Abschied von Angela Merkel: Widerspruchsgeist erlernen
Die damals 37-jährige Angela Merkel gab 1991 dem Journalisten Günter Gaus ein Interview. Sie trat damals schon anders auf als alle anderen Politiker.
Z umindest eine Kanzlerfrage ist derzeit sicher: Bundeskanzlerin Merkel ist Geschichte. Es war eine lange Geschichte. Deshalb nun ein Rückblick etwas anderer Art. Ein Rückblick auf ihre Anfänge. Dazu soll ein TV-Interview mit der jungen Angela Merkel – in Auszügen – wiedergegeben werden.
Dies mag ein etwas ungewöhnliches Vorgehen für eine Kolumne sein. Es schuldet sich einer Frage: Welche Figur ist diese Angela Merkel? Das ist nicht die Frage nach ihrer Politik, sondern die Frage nach der Art ihres Auftretens – dieses Auftreten, das so verschieden ist von dem sonstiger Politiker.

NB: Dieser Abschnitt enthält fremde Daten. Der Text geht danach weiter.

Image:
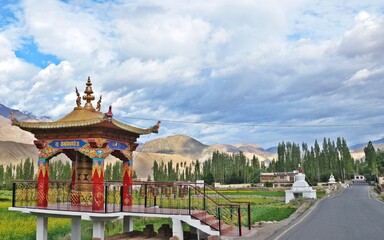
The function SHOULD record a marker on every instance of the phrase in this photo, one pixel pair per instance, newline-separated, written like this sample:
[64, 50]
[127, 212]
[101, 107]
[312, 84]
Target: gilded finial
[155, 128]
[78, 100]
[88, 97]
[12, 116]
[98, 107]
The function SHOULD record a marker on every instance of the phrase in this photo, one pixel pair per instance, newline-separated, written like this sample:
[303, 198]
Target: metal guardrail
[181, 198]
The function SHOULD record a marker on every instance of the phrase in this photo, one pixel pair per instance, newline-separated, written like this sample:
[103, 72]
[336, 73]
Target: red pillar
[42, 182]
[127, 182]
[98, 184]
[75, 198]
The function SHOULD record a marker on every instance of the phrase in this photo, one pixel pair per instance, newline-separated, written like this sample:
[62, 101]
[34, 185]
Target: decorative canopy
[85, 121]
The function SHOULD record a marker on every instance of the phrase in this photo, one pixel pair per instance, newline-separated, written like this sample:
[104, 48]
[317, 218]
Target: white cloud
[365, 38]
[242, 62]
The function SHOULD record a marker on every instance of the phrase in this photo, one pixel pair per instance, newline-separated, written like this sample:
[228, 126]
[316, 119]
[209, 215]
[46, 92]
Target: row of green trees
[317, 161]
[221, 167]
[374, 162]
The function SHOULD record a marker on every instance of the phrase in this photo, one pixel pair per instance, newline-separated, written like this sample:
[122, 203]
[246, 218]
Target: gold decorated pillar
[45, 153]
[128, 175]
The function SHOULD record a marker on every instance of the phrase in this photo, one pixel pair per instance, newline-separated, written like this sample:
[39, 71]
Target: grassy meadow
[265, 206]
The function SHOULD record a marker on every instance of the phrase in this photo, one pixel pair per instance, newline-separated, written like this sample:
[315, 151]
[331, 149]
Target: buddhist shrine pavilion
[87, 136]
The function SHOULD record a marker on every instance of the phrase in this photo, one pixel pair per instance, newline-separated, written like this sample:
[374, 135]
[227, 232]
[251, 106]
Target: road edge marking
[307, 213]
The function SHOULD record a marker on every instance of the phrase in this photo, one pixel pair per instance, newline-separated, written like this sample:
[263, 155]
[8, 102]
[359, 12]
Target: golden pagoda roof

Das Gespräch ist von 1991 und hat der berühmte Günter Gaus mit der damals 37-jährigen Merkel geführt. Man sieht eine ernste junge Frau mit kurzem Haar und strengem Blick. Alles an ihr ist Konzentration. Merkel war zu dem Zeitpunkt Frauenministerin und stand kurz davor, Stellvertreterin von Helmut Kohl in jener CDU zu werden, der sie erst seit einem Jahr angehörte. Gaus verriet schon im Eingangsstatement, worauf das Gespräch hinauslaufen würde: Merkel – eine eigenständige Ostdeutsche.
Gaus: So wie Sie sich als Politikerin öffentlich geben, hat man den Eindruck, Sie sind noch auf der Suche nach einem eigenen inhaltlichen Standort. Darauf die Polit-Anfängerin: Mir ist es nicht wichtig, eine wichtige Politikerin zu sein. Und: Wenn ich auf unbekanntem Terrain bin, versuche ich Grund unter den Füßen zu bekommen. Und: Ich will die Dinge, die ich mache, ordentlich machen. Gaus: Das klingt schön. Sind Sie sich bewusst, wenn etwas schön klingt? Sie (zögert): Nein.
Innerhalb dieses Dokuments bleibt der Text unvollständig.